A Via Tasso, già nella serata di Sabato 3 Giugno, i detenuti erano stati presi dalle SS di Kappler e caricati su due camion (…). L’autocarro più pieno si fermò per un guasto appena dopo essere partito. I prigionieri, molti dei quali , dopo le torture, erano in condizioni pietose, furono sbattuti di nuovo nelle celle. L’altro camion prese la via del nord (…) e si fermò al 14°km della Via Cassia. I prigionieri, fra cui Buozzi, furono portati in una rimessa. Domenica 4 Giugno il sole era già alto quando le SS li vennero a prendere (…). Là, dopo averli costretti ad inginocchiarsi li uccisero uno dopo l’altro, con un colpo di pistola alla testa. (Claudio Fracassi, La Battaglia di Roma, Mursia).

 

Mussolini il 5 Giugno lanciò al Paese un messaggio irritato ed amaro: “I soldati del Reich hanno conteso passo a passo, con un eroismo che resterà imperituro nella memoria dei popoli, ogni lembo del territorio italiano… Soldati, alle armi! Operai e contadini al lavoro! La Repubblica è minacciata dalla plutocrazia e dai suoi mercenari di ogni razza.
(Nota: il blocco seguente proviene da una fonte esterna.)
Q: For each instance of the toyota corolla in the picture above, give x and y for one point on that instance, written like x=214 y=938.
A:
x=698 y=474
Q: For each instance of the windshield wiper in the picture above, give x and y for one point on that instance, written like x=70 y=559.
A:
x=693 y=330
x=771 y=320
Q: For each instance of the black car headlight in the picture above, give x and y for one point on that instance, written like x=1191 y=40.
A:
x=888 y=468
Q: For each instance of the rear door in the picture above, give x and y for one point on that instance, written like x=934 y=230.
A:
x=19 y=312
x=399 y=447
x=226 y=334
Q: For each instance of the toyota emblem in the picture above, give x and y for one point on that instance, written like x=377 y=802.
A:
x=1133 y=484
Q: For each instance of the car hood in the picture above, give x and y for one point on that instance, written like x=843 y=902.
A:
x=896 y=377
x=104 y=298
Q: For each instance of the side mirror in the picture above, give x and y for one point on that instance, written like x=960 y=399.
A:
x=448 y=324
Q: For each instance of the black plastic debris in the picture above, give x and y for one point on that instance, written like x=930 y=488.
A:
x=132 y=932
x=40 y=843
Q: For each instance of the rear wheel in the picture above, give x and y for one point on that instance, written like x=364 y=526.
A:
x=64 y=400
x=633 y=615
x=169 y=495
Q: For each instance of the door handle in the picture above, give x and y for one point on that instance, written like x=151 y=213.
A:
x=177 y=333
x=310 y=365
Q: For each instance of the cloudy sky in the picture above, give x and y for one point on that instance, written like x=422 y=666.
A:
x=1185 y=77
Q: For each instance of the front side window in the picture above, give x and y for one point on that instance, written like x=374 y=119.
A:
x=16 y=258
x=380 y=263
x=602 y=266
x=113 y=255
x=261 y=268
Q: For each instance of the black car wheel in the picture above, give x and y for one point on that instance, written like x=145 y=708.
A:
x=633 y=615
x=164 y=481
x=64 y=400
Difendetela!”.

 

Lia Levi, la bambina ebrea che aveva passato i mesi dell’occupazione nascosta in un convento di suore a Monteverde, racconta: “Avevo cominciato a scrivere una letterina: “Cara radio, sono una bambina ebrea…”. Mia madre legge e con un grande gesto, come di teatro, comincia a strappare il foglio, scritto in pezzi sempre più piccoli. La guardo sbalordita: che grande errore ci può mai essere? Ed anche se c’è da correggere, perché rompe tutto? Mamma non sembra arrabbiata, anzi è quasi allegra, e butta i pezzetti del mio lavoro in aria come se fossero coriandoli di carnevale. La guardo iroso ed offesa. Anche lei mi guarda: “Non sei una bambina ebrea, hai capito? Hai capito? Sei una bambina! Una bambina e basta!”. (Lia Levi, Una bambina e basta, E/O).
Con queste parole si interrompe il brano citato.